So wie kein Sommer ohne Meldung aus Schottland vergeht, im Loch Ness sei wieder einmal Nessie gesichtet worden, so glimmt in unserer Region immer wieder das Thema der Limmattalstadt auf. Keine sechs Jahre sind es her, seit der damalige Badener Stadtammann und heutige Regierungsrat Stephan Attiger mit kecken Heiratsavancen die Regionsgemeinden verschreckt hat. Man erinnert sich noch gut an die im Tonfall ziemlich verunglückte, da zu aufgeregte Stellungnahme aus unserem Gemeindehaus.

Nun geistert die Grosstadt im aargauischen Limmattal erneut durch den Wanner’schen Blätterwald und Gelassenheit ist sicher auch diesmal angezeigt. Die in der AZ zitierte Stellungnahme von Gemeindeammann Hans Ueli Reber fällt auch jetzt dezidiert, aber massvoller aus: «Wir können und wollen unseren Weg alleine gehen.».

Die Badener haben sich ihre Grosstadtträume mit ihrem Nein zu der von Neuenhof ersehnten Fusion fürs Erste selbst vermasselt. Nun aber haben die Ennetbadener knapp eingewilligt in Fusionsgespräche mit Baden, und Neuenhof signalisiert, dass es immer noch zu haben wäre. Spreitenbach und Killwangen prüfen ihrerseits ein Zusammengehen. Doch eine Grossstadt inklusive dem Hagestolz Wettingen? Da scheint  ja selbst die Realisierungschance unseres Alterszentrums noch grösser zu sein. Weil aber zumindest mittelfristig kleinere Fusionen nicht auszuschliessen sind, tut unser Gemeinderat sicher gut daran, wenn die Entwicklung aufmerksam beobachten will.
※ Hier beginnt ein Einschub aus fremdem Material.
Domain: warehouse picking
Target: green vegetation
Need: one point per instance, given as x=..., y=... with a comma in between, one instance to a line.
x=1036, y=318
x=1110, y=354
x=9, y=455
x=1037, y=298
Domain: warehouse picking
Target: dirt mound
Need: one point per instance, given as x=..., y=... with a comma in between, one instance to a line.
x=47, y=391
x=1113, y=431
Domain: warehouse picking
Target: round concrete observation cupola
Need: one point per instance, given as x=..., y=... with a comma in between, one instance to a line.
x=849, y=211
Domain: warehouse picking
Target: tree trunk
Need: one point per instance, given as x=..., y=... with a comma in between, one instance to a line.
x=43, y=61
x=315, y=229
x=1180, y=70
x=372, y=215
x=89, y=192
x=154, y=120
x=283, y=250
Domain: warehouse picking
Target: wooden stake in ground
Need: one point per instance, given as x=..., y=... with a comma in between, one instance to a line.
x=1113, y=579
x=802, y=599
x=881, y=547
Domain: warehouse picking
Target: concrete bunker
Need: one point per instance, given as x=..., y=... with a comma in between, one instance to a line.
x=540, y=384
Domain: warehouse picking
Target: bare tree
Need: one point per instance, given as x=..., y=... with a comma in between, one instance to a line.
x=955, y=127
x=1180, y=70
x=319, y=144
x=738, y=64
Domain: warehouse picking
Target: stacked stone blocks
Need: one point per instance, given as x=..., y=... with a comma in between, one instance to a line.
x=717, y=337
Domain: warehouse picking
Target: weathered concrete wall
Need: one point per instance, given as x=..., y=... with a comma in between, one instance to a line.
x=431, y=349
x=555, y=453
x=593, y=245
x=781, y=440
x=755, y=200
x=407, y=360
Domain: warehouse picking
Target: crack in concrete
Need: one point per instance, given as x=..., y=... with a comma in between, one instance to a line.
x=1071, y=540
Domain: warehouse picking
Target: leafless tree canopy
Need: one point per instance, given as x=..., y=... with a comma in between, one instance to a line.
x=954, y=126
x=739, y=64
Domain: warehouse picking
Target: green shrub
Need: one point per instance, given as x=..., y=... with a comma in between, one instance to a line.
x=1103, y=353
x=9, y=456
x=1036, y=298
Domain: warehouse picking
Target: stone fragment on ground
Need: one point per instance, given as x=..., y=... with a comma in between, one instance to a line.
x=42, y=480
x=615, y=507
Dem Treiben der anderen aus sicherer Distanz zusehen und am Eigenen festhalten, solange es geht, das machen die Würenloser gerne. Wird ein Zusammengehen schliesslich doch unumgänglich, so schickt man sich widerwillig drein… um nach einiger Zeit festzustellen, dass die Welt trotzdem nicht untergegangen ist. Das war bei der Regionalpolizei so, der man sich in letzter Minute anschliessen musste. Und das war bei der Verlegung des Schiessbetriebs nach Spreitenbach ebenso.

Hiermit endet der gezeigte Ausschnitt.